The Corner

Ex-Im Basically Benefits Just a Few States, While Taxpayers Everywhere Bear the Risks

The map displayed below shows why the Ex-Im Bank’s nickname is “Boeing Bank” — and why it’s a grossly unfair redistribution of resources from all 50 states to just a few.

The map is based on data from the Export-Import Bank’s congressional map tool, which breaks down all transactions by state. The data displayed here is from FY 2007 to FY 2014 and includes all Ex-Im Bank disbursements for each state along with the proportion of small business transactions reported by the bank. Basically, it shows where Ex-Im money is flowing:

As you can see on the map, Washington State receives a massive 43.6 percent of all Ex-Im Bank disbursements from 2007 to 2014. Washington is the home of Boeing, one of Ex-Im Bank’s biggest beneficiaries, but the sheer concentration of benefits is nonetheless startling. Much larger states Texas and California only pulled in 10.5 percent and 8.8 percent of total Ex-Im Bank disbursements, respectively.

While businesses in most states barely benefit from the Ex-Im Bank at all, their taxpayers are just as exposed to Ex-Im Bank liabilities as taxpayers in states that receive the most Ex-Im backing.

On the Mercatus website you will find another map that displays the impact of Ex-Im Bank financing had on each state as a percentage of that state’s total exports over the same period of time.

The pattern is the same as the state shares of total benefits: Washington State is again the big winner, with an incredible 22.67 percent of state exports backed by the Ex-Im Bank since 2007. The state percentages drop off quickly from there: While almost 4 percent of Wisconsin’s exports and about 3.5 percent of Massachusetts’s exports were backed by the Ex-Im Bank, the Ex-Im Bank supported less than 2 percent of the exports of 41 states for the same time period. 

Now, why would lawmakers in states other than Washington State continue to support a program that clearing doesn’t benefit their constituents nearly as much as it does people in a select few states?
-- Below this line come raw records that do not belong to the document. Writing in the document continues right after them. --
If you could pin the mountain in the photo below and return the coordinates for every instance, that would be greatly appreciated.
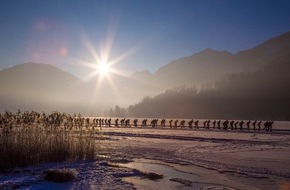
(46, 87)
(262, 95)
(210, 65)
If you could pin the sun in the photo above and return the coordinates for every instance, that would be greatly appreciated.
(103, 68)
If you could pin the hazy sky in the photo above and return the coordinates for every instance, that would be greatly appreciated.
(144, 34)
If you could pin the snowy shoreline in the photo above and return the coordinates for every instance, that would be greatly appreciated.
(237, 160)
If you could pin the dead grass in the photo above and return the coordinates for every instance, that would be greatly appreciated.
(33, 145)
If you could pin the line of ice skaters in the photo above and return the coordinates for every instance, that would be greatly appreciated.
(207, 124)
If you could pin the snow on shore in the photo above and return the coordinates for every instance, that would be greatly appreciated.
(217, 159)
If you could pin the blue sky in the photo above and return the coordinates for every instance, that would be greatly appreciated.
(145, 34)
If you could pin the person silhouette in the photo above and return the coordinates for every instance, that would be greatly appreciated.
(248, 125)
(259, 125)
(241, 125)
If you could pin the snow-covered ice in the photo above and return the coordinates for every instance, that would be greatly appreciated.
(206, 159)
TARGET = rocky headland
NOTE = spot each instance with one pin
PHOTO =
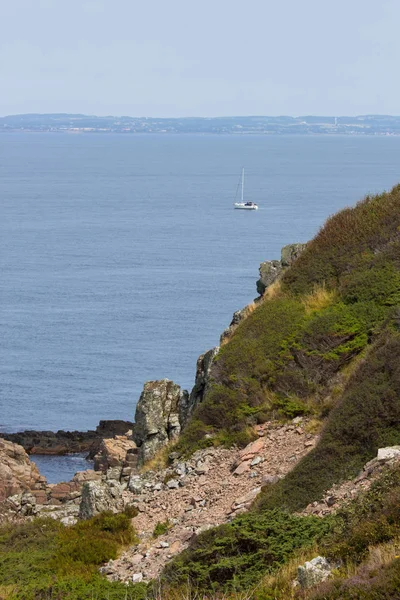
(120, 449)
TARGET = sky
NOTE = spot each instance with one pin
(172, 58)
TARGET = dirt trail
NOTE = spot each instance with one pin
(207, 490)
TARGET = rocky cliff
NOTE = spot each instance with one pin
(17, 473)
(161, 413)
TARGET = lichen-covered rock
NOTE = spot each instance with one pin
(112, 452)
(203, 368)
(98, 496)
(271, 270)
(17, 473)
(160, 415)
(314, 571)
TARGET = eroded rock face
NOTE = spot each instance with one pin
(314, 571)
(271, 270)
(112, 452)
(203, 368)
(98, 496)
(17, 473)
(161, 413)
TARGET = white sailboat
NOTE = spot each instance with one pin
(245, 205)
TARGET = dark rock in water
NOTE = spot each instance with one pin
(161, 413)
(66, 442)
(17, 473)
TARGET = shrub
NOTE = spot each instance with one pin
(367, 417)
(236, 555)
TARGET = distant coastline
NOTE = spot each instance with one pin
(284, 125)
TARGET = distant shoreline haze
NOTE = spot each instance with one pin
(303, 125)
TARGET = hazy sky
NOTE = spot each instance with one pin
(202, 57)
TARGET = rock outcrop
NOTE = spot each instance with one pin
(112, 452)
(203, 368)
(66, 442)
(270, 270)
(17, 473)
(314, 571)
(203, 491)
(161, 413)
(98, 496)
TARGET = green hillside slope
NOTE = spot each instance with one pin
(325, 341)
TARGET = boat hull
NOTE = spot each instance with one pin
(240, 206)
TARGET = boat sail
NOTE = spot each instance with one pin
(245, 205)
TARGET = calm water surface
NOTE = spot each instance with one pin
(122, 258)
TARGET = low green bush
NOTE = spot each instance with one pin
(235, 556)
(370, 519)
(367, 418)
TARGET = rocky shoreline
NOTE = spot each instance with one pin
(119, 450)
(62, 442)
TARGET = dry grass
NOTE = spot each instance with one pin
(319, 299)
(272, 290)
(378, 556)
(281, 583)
(247, 310)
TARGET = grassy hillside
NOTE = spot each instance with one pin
(293, 353)
(325, 341)
(43, 560)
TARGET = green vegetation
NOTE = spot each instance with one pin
(326, 343)
(367, 418)
(370, 519)
(161, 528)
(235, 556)
(332, 304)
(43, 560)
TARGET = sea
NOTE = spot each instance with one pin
(122, 258)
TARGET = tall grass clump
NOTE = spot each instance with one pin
(43, 560)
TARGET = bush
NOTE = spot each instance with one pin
(367, 418)
(236, 555)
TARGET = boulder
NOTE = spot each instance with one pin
(203, 369)
(160, 415)
(247, 499)
(290, 253)
(315, 571)
(98, 496)
(271, 270)
(389, 453)
(112, 452)
(17, 473)
(238, 316)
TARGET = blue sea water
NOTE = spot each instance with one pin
(122, 258)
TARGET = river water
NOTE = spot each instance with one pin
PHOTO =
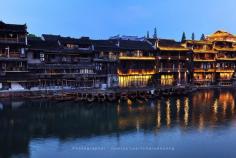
(202, 124)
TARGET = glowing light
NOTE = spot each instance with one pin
(186, 111)
(168, 113)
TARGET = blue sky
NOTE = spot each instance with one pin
(105, 18)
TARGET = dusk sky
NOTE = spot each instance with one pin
(106, 18)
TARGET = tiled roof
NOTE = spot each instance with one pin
(12, 28)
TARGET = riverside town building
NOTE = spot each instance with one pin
(55, 62)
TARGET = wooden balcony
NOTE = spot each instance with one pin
(60, 66)
(136, 58)
(172, 69)
(12, 40)
(173, 58)
(226, 58)
(227, 70)
(204, 70)
(136, 72)
(204, 60)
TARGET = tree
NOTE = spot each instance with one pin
(155, 33)
(193, 36)
(147, 34)
(183, 37)
(202, 37)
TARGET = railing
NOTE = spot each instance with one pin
(203, 70)
(12, 40)
(59, 66)
(137, 58)
(204, 59)
(226, 58)
(137, 72)
(173, 57)
(223, 69)
(172, 69)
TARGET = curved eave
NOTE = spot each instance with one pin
(227, 50)
(173, 49)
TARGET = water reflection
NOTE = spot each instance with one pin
(23, 121)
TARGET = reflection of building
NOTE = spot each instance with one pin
(55, 61)
(13, 61)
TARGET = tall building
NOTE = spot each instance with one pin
(13, 61)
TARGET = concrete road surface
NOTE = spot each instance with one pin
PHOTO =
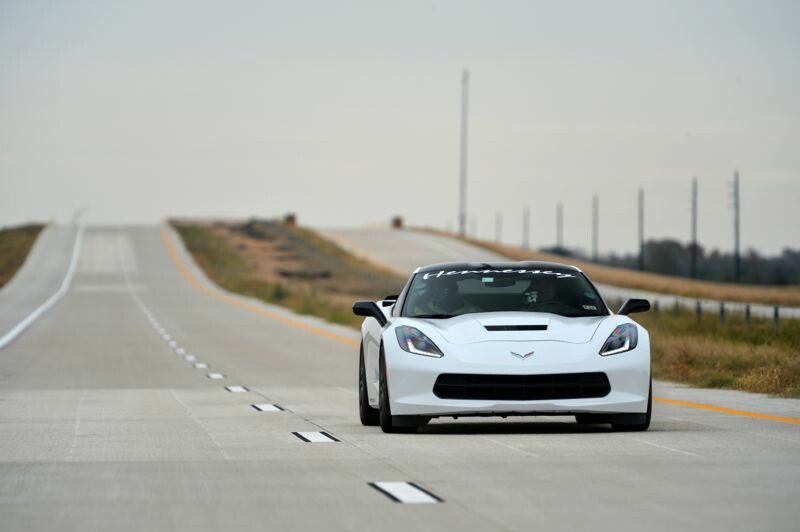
(405, 250)
(105, 424)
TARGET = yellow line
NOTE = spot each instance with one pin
(184, 271)
(727, 410)
(197, 285)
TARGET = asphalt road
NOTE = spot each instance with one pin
(104, 425)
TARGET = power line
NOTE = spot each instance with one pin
(462, 213)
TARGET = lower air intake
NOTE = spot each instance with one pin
(521, 387)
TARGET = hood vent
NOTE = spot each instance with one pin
(516, 327)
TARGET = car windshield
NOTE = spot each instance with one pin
(448, 293)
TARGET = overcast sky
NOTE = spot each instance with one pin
(348, 113)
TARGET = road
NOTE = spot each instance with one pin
(105, 425)
(402, 251)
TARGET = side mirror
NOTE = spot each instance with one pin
(388, 301)
(369, 309)
(634, 305)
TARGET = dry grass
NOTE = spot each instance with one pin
(289, 266)
(15, 243)
(653, 282)
(734, 355)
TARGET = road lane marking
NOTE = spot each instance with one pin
(183, 269)
(53, 299)
(724, 410)
(266, 407)
(315, 437)
(406, 492)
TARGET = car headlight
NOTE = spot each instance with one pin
(622, 339)
(414, 341)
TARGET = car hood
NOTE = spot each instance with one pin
(509, 327)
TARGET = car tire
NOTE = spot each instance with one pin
(370, 417)
(635, 422)
(387, 420)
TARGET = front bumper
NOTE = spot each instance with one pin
(412, 377)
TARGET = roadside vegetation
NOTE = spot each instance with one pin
(298, 269)
(286, 265)
(15, 243)
(654, 282)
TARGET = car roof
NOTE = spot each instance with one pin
(520, 265)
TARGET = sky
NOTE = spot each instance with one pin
(348, 113)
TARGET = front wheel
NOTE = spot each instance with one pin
(387, 420)
(369, 416)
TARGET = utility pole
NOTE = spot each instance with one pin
(526, 228)
(560, 226)
(693, 251)
(595, 226)
(736, 258)
(641, 229)
(462, 205)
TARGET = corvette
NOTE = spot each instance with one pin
(502, 339)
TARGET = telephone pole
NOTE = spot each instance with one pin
(693, 251)
(462, 205)
(595, 226)
(641, 229)
(560, 226)
(526, 228)
(736, 258)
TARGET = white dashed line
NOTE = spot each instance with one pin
(315, 437)
(266, 407)
(406, 492)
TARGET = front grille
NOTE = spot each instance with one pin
(521, 387)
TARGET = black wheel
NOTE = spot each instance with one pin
(369, 416)
(635, 422)
(387, 420)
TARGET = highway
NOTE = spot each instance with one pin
(109, 421)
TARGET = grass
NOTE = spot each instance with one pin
(751, 357)
(235, 255)
(734, 355)
(653, 282)
(15, 243)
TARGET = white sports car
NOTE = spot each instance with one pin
(502, 339)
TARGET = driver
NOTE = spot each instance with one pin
(443, 298)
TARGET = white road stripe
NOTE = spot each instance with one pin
(315, 437)
(52, 300)
(266, 407)
(406, 492)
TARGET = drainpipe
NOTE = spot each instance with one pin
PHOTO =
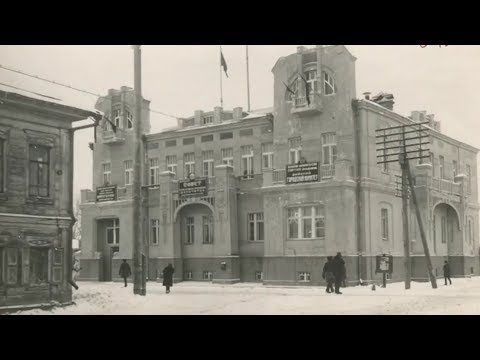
(356, 126)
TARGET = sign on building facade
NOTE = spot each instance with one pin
(302, 173)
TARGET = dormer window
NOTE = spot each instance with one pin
(329, 87)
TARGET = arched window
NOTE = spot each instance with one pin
(329, 86)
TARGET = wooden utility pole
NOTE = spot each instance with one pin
(137, 224)
(404, 143)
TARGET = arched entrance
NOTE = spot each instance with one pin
(195, 230)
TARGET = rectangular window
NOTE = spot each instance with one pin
(384, 222)
(38, 266)
(306, 223)
(208, 120)
(246, 132)
(39, 170)
(208, 229)
(208, 163)
(189, 230)
(225, 136)
(256, 227)
(441, 167)
(113, 232)
(207, 138)
(188, 141)
(329, 148)
(171, 162)
(227, 157)
(247, 161)
(154, 174)
(444, 229)
(128, 165)
(2, 166)
(207, 275)
(267, 156)
(189, 162)
(295, 152)
(155, 232)
(304, 276)
(107, 173)
(170, 143)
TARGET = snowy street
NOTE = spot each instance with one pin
(194, 298)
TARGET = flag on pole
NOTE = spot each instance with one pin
(223, 63)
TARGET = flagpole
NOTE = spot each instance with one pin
(221, 87)
(248, 82)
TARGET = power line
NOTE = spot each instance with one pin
(64, 85)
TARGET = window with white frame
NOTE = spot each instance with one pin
(329, 148)
(208, 163)
(113, 232)
(227, 156)
(304, 276)
(295, 150)
(384, 224)
(208, 229)
(154, 174)
(189, 163)
(329, 86)
(128, 165)
(256, 227)
(107, 172)
(129, 120)
(189, 230)
(171, 162)
(207, 275)
(267, 156)
(442, 167)
(117, 118)
(307, 222)
(155, 232)
(247, 161)
(208, 119)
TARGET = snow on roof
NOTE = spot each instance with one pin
(41, 90)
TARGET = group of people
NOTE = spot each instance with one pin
(334, 273)
(125, 272)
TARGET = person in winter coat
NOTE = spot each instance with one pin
(339, 271)
(168, 277)
(328, 274)
(125, 271)
(446, 272)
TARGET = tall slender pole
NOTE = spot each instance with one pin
(137, 223)
(221, 86)
(248, 81)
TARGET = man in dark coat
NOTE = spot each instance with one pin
(125, 271)
(446, 272)
(339, 271)
(328, 274)
(168, 277)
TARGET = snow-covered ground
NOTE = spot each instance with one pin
(192, 298)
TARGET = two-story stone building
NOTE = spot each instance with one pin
(36, 196)
(244, 196)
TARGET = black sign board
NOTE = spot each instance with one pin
(193, 187)
(107, 193)
(302, 173)
(384, 264)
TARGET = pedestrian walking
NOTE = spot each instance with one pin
(125, 271)
(328, 274)
(446, 272)
(168, 277)
(339, 271)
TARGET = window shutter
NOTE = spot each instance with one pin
(26, 266)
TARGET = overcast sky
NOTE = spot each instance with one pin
(181, 79)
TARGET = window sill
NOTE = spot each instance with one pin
(40, 200)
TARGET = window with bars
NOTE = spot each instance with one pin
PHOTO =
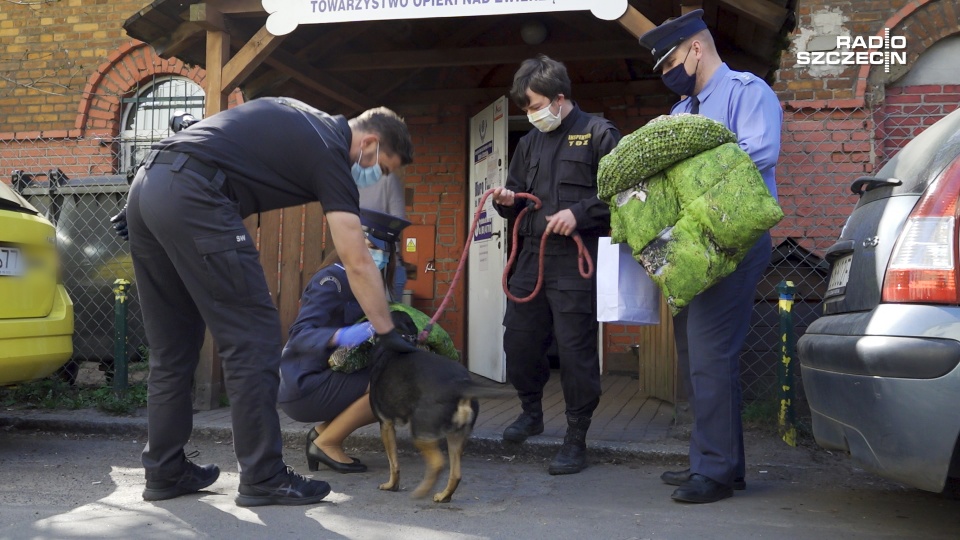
(146, 116)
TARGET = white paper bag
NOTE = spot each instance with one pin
(625, 292)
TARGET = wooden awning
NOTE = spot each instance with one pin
(347, 67)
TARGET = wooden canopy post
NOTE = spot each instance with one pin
(223, 75)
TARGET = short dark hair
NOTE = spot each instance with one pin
(542, 75)
(391, 128)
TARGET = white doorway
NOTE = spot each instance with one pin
(487, 258)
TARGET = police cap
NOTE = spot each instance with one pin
(665, 38)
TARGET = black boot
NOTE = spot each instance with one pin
(572, 457)
(530, 422)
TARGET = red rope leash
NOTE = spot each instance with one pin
(583, 257)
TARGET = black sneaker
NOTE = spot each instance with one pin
(193, 479)
(287, 488)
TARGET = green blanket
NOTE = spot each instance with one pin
(348, 360)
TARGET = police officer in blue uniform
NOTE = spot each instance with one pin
(338, 403)
(556, 161)
(196, 266)
(711, 330)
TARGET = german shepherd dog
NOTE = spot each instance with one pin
(435, 395)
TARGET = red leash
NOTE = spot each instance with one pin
(583, 257)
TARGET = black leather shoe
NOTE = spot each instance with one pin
(701, 489)
(525, 425)
(193, 479)
(675, 478)
(287, 489)
(316, 456)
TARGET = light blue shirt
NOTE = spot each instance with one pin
(749, 108)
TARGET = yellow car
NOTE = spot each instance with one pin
(36, 313)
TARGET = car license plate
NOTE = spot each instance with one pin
(840, 274)
(11, 264)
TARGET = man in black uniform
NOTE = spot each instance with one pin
(196, 265)
(557, 161)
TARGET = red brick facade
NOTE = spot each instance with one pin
(65, 67)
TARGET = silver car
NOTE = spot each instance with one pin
(880, 367)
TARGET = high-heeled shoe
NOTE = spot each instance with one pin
(312, 436)
(316, 456)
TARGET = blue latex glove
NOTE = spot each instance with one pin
(351, 336)
(120, 224)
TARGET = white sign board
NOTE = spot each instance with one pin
(286, 15)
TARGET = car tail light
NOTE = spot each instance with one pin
(923, 265)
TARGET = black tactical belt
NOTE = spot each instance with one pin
(185, 161)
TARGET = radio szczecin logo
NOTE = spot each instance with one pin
(874, 50)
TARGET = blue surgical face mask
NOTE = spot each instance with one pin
(380, 257)
(366, 176)
(678, 80)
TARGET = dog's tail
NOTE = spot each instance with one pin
(463, 416)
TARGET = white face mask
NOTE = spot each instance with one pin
(544, 119)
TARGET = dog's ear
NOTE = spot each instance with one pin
(404, 323)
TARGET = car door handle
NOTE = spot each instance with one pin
(839, 249)
(866, 183)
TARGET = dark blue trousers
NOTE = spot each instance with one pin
(710, 333)
(565, 309)
(197, 267)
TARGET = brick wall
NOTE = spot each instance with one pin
(438, 177)
(835, 126)
(48, 51)
(909, 110)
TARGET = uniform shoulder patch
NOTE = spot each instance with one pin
(331, 279)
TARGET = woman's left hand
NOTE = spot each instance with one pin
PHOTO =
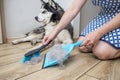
(91, 39)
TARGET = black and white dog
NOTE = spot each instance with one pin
(49, 16)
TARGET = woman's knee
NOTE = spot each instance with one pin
(101, 54)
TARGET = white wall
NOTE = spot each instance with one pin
(19, 16)
(87, 13)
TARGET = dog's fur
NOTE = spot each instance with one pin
(49, 16)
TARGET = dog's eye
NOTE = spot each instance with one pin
(44, 12)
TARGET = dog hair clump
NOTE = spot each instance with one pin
(34, 60)
(57, 53)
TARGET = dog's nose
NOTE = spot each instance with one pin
(36, 18)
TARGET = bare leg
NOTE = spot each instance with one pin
(104, 51)
(84, 48)
(28, 38)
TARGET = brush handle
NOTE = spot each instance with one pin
(76, 44)
(36, 50)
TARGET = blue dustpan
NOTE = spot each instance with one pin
(68, 48)
(35, 53)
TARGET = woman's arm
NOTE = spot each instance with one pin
(69, 14)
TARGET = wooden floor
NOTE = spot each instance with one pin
(79, 66)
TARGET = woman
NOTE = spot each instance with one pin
(102, 35)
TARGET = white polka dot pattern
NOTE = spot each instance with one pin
(109, 9)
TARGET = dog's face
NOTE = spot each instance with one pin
(44, 16)
(49, 12)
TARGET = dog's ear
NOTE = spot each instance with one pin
(52, 3)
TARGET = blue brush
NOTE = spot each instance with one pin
(35, 53)
(67, 47)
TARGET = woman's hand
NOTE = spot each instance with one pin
(91, 39)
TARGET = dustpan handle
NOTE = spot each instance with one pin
(37, 50)
(76, 44)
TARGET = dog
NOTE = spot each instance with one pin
(49, 16)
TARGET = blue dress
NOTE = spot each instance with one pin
(109, 9)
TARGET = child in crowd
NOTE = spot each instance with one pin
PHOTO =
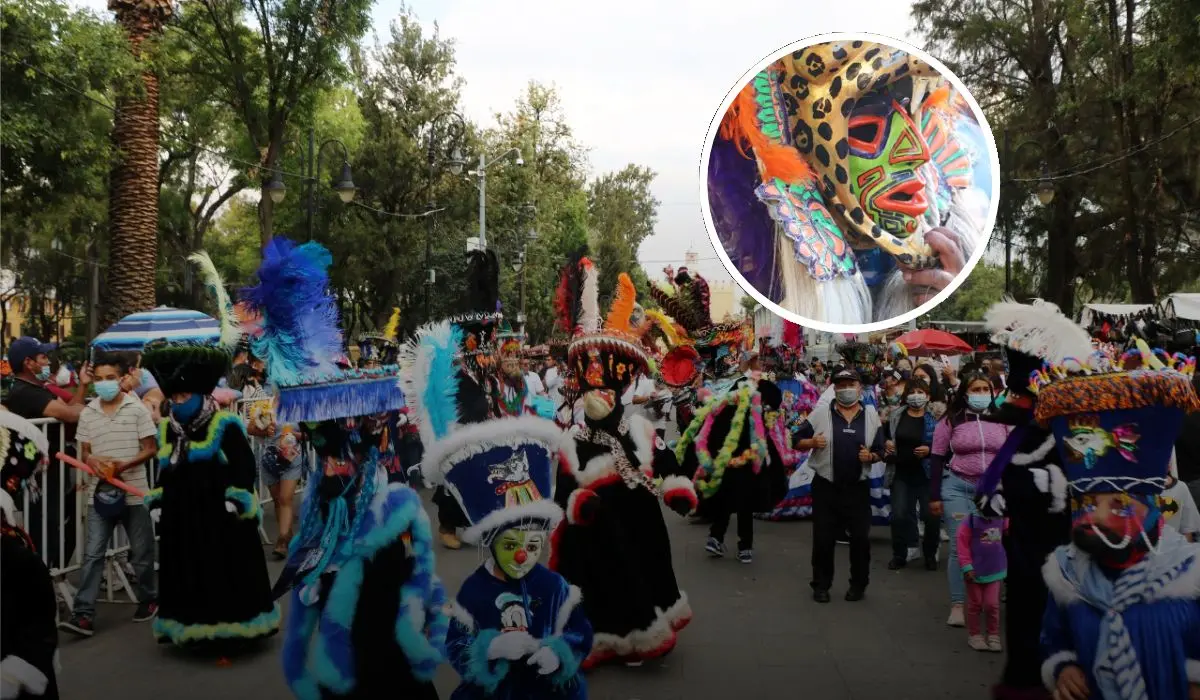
(984, 566)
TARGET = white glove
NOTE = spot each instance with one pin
(511, 646)
(546, 660)
(1041, 479)
(17, 674)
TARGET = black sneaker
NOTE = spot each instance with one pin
(147, 611)
(78, 626)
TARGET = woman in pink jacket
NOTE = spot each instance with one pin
(964, 446)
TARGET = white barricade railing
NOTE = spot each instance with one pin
(63, 500)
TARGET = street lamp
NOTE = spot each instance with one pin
(345, 185)
(480, 173)
(1045, 196)
(454, 163)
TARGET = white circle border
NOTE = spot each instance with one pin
(993, 207)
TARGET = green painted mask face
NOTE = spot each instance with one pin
(516, 551)
(886, 154)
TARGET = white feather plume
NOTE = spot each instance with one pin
(589, 312)
(231, 333)
(1038, 329)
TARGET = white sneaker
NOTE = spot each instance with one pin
(957, 618)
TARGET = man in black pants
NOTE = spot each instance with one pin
(846, 438)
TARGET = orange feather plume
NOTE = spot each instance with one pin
(741, 126)
(622, 307)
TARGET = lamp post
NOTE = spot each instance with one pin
(1045, 196)
(454, 163)
(480, 173)
(345, 185)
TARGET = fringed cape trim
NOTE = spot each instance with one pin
(203, 449)
(420, 627)
(178, 633)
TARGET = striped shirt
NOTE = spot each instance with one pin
(118, 436)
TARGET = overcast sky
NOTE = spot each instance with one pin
(640, 79)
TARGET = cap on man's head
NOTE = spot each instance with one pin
(27, 347)
(846, 375)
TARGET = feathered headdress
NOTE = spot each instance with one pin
(300, 340)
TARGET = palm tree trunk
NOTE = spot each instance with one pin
(133, 181)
I offered an explanation in my Washington Examiner piece last week:

For one, politicians are pressured by an army of lobbyists representing powerful companies who are committed to protect their perks even if it hurts everyone else. But politicians are not exactly shrinking violets, here. They like being able to point to the small businesses and American jobs that they “support” through the Ex-Im Bank.

What is much harder is to point to the millions of victims of the Ex-Im Bank. Taxpayers, for instance, bear a massive $140 billion exposure so that giant corporations like Boeing and General Electric can make a little more profit each year. Should the bank’s portfolio go south, normal people like you and I will be on the hook.

Then there’s the economic distortions. Consumers face higher prices for airline travel, for instance, because the bank heavily subsidizes the foreign purchase of aircraft. Unsubsidized companies are subjected to an unleveled playing field. Because Ex-Im artificially lowers subsidized competitors’ financing costs, unsubsidized firms get crowded out of capital markets and find it hard to expand and maintain employment. If they fail, they won’t have the convenient assurance of a de facto taxpayer bailout like Boeing does.

Since more than 98 percent of all U.S. exports receive no assistance from Ex-Im, this means the vast majority of Americans are victims who bear the costs of political privileges for a tiny number of politically-connected firms.

Concentrated benefits and diffused costs mean that companies that benefit from the program are very motivated to fight for their perks, while the victims find it hard to organize or even determine that they’re being hurt.

The good news is that, in some cases, consumers and victims do end up winning against interest groups and unscrupulous lawmakers (as we’ve seen in the case of Uber and Lyft in Virginia). Hopefully this will happen with the Ex-Im Bank.